There is talk about adding binder into the exhaust or dropping a deployable temporary landing pad material. This would mitigate debris on the first landing.

I think SpaceX will need to make over-sized landing thrusters for the Mars Starship. Oversized relatively to the Lunar Starship landing thrusters.

7 thoughts on “SpaceX Moon and Mars Landing Pads #spacex #space #icon #nasa”

  1. A lot less thrust to absorb but 1000 times harder to build the pad. No metal for reinforcement, no water for cooling and dampening etc.
    And failure is not an option.

    The Starship moon lander design doesn’t make much sense other than the ship looking similar to Earth variants. These landers will only ever land on the Moon won’t they?
    So aerodynamics doesn’t exist other than when getting the ship up from Earth in the first place.
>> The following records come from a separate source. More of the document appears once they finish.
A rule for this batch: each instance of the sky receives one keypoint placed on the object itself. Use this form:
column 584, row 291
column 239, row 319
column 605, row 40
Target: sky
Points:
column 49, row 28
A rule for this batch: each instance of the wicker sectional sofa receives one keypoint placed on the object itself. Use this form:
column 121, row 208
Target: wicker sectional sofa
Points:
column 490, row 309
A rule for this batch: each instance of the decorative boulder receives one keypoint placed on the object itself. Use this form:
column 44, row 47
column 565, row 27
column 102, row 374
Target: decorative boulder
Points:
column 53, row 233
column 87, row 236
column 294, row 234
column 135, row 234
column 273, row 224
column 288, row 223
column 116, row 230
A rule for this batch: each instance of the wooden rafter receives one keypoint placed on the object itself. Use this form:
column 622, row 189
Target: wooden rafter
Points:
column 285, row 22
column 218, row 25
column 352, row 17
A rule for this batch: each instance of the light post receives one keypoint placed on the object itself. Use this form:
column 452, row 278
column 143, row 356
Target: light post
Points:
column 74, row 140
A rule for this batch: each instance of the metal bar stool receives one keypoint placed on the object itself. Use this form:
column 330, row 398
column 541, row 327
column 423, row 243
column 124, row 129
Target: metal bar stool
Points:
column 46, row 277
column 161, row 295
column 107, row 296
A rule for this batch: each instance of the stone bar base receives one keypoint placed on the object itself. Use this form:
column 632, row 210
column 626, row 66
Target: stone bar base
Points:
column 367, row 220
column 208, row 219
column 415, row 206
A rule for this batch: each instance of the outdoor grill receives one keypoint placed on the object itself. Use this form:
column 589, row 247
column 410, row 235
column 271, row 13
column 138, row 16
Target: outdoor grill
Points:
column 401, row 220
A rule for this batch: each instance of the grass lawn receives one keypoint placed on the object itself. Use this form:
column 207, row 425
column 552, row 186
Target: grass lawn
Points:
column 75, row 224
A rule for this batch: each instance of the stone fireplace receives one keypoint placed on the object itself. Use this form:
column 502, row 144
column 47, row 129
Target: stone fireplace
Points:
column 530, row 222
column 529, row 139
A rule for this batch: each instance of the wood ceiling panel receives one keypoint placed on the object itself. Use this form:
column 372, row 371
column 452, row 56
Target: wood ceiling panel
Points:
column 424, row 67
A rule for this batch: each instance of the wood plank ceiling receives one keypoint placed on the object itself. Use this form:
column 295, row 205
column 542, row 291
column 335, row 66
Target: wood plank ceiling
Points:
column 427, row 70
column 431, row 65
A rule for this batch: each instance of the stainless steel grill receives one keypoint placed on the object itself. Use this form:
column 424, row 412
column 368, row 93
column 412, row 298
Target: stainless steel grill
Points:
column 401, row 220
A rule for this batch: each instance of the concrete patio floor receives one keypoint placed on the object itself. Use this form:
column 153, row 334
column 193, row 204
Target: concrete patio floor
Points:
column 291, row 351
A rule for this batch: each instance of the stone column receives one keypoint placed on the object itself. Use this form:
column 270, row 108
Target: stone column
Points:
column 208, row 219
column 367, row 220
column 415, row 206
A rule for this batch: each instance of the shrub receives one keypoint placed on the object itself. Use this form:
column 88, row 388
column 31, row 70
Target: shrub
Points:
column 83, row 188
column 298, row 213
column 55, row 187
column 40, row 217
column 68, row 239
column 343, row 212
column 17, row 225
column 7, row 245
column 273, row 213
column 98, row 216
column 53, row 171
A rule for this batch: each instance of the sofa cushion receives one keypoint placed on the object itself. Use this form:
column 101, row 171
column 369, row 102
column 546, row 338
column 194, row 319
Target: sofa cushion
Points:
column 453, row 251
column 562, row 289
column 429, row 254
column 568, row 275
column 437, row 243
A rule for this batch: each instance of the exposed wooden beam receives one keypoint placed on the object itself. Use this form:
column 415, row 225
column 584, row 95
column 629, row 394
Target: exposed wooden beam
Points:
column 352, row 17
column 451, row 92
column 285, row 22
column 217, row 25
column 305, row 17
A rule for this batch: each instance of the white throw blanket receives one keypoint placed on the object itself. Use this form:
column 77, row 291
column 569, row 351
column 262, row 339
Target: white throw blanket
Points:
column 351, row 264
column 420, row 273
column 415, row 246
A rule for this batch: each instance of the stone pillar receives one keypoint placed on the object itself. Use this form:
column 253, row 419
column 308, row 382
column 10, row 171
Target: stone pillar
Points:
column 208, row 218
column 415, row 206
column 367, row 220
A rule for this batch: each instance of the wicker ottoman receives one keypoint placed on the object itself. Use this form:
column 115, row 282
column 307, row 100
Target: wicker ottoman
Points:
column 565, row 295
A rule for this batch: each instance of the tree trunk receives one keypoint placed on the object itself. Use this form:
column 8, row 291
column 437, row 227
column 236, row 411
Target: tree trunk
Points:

Why use valuable internal space for the engines when they can be attached at the nose flap hardpoints and sit on the outside. This will also give them more gimbaling headroom.
    Will they survive max Q on Earth ascent? If not, assembly has to be done in orbit.

    • It has aerodynamics because it has to take off from Earth, even if it is never returning. Also, in some mission profiles you do an aerobraking maneuver on return to Earth orbit.
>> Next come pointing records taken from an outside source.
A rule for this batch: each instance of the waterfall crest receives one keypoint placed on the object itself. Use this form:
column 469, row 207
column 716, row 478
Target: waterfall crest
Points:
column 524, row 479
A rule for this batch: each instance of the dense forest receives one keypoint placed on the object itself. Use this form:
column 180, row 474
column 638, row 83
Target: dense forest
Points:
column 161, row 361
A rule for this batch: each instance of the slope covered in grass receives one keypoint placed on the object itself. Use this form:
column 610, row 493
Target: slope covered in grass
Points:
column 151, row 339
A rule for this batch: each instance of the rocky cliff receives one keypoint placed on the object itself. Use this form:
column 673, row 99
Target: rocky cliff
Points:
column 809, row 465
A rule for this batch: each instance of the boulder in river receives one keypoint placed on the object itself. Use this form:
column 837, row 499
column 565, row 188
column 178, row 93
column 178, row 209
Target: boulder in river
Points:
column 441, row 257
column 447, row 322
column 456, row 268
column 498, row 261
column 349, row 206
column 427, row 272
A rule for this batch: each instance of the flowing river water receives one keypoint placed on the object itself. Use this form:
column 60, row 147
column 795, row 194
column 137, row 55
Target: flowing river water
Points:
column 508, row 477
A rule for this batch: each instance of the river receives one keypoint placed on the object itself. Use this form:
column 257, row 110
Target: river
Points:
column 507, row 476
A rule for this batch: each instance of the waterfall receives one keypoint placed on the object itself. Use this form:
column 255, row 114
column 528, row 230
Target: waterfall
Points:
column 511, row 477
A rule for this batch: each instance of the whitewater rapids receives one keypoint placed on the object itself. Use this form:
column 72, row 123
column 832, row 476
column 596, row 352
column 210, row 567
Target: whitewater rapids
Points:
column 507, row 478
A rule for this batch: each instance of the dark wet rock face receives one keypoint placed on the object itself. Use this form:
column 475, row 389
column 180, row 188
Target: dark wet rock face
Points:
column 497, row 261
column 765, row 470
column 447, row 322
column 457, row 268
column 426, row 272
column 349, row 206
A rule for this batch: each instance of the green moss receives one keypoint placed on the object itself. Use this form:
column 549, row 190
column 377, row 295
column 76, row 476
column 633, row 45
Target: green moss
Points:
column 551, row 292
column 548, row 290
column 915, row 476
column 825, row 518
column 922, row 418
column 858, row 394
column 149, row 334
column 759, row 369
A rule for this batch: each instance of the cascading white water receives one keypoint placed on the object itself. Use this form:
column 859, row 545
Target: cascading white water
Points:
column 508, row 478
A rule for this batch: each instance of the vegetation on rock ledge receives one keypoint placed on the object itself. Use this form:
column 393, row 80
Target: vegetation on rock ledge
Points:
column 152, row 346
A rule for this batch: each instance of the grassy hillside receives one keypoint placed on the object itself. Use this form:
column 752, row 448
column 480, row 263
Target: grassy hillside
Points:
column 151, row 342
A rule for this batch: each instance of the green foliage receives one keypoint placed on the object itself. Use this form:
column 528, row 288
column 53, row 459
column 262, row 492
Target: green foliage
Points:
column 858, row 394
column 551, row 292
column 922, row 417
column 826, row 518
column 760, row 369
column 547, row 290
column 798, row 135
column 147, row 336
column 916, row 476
      Yes, a bespoke lunar lander built in orbit could have awesome performance. It would also be more expensive, and fly a lot later.

  2. Looking at ICON. Not a big fan of printed buildings – very inflexible in layout and often a ‘brittle’ shell type approach – itching for a catastrophic failure. ‘Living off the land’ methods are appealing of course if you’re going adobe or tunnelling or igloo-type. If you’re going to print/ form/ cure shapes – post and beam (or the 3D truss/frame) is better with reinforcing, like concrete and durable connectors. Still thinking that having redundant inflatable can provide significant benefit.
    Do we really care about regolith debris on the moon at launch? – maybe as a hazardous projectile – but regolith doesn’t glom, just dust.

    • I’ve looked into this. The printed structures have a lot of ‘gosh wow’ appeal to the right sort of people, but the utility doesn’t look like it’s there.

      The optimum approach is probably inflatable structures covered with sandbags. The ratio of weight to livable volume is very low in these, as the load is all tension. The mass of the air inside is actually comparable to the structural mass!

      But sandbags don’t have a lot of gosh wow appeal to the sort of people currently running NASA.

  3. “Mars has 38% of Earth Gravity. A rocket needs 14.4% of the thrust to take off and land versus the same weight on Earth.”

    I think you’re going to have to explain the math there for me; I’m not seeing how you get from 38% to 14.4%. Are you assuming identical payload, and reduced fuel load due to the smaller delta V?

    Certainly, the Mars landing Starship will not be identical to an Earth landing Starship. It doesn’t need the thrust to weight ratio, but it does need landing legs, and the flaps might have to be larger to have enough control authority in the thinner air.

      • It IS rocket science, after all. 😉 Those of us who grew up watching Apollo, and as teens filled notebooks learning how to calculate the Delta-V necessary for interplanetary trips from Newtonian physics. tend to have a bit more of an intuitive feel for it.

        The Moon lander design with small thrusters near the top of the rocket for landing seems like a viable approach for very low gravity airless bodies. You still have to use the main engines for most of the landing delta V, the upper thrusters would only be used for the final approach.

        I don’t think it’s really viable for Mars, given the higher thrust requirements, and the way the secondary thrusters might interfere with heat shielding necessary for the aerobraking maneuver, though. They’ll have to identify an especially good landing site, maybe an exposed rock shelf. I understand there are a lot of areas of exposed bedrock, scoured clean by wind, some of them of volcanic origin, and thus not so likely to suffer steam explosions due to loss of water of hydration, like we’ve recently seen cement does.

        Though finding one in close proximity to buried water might be a challenge.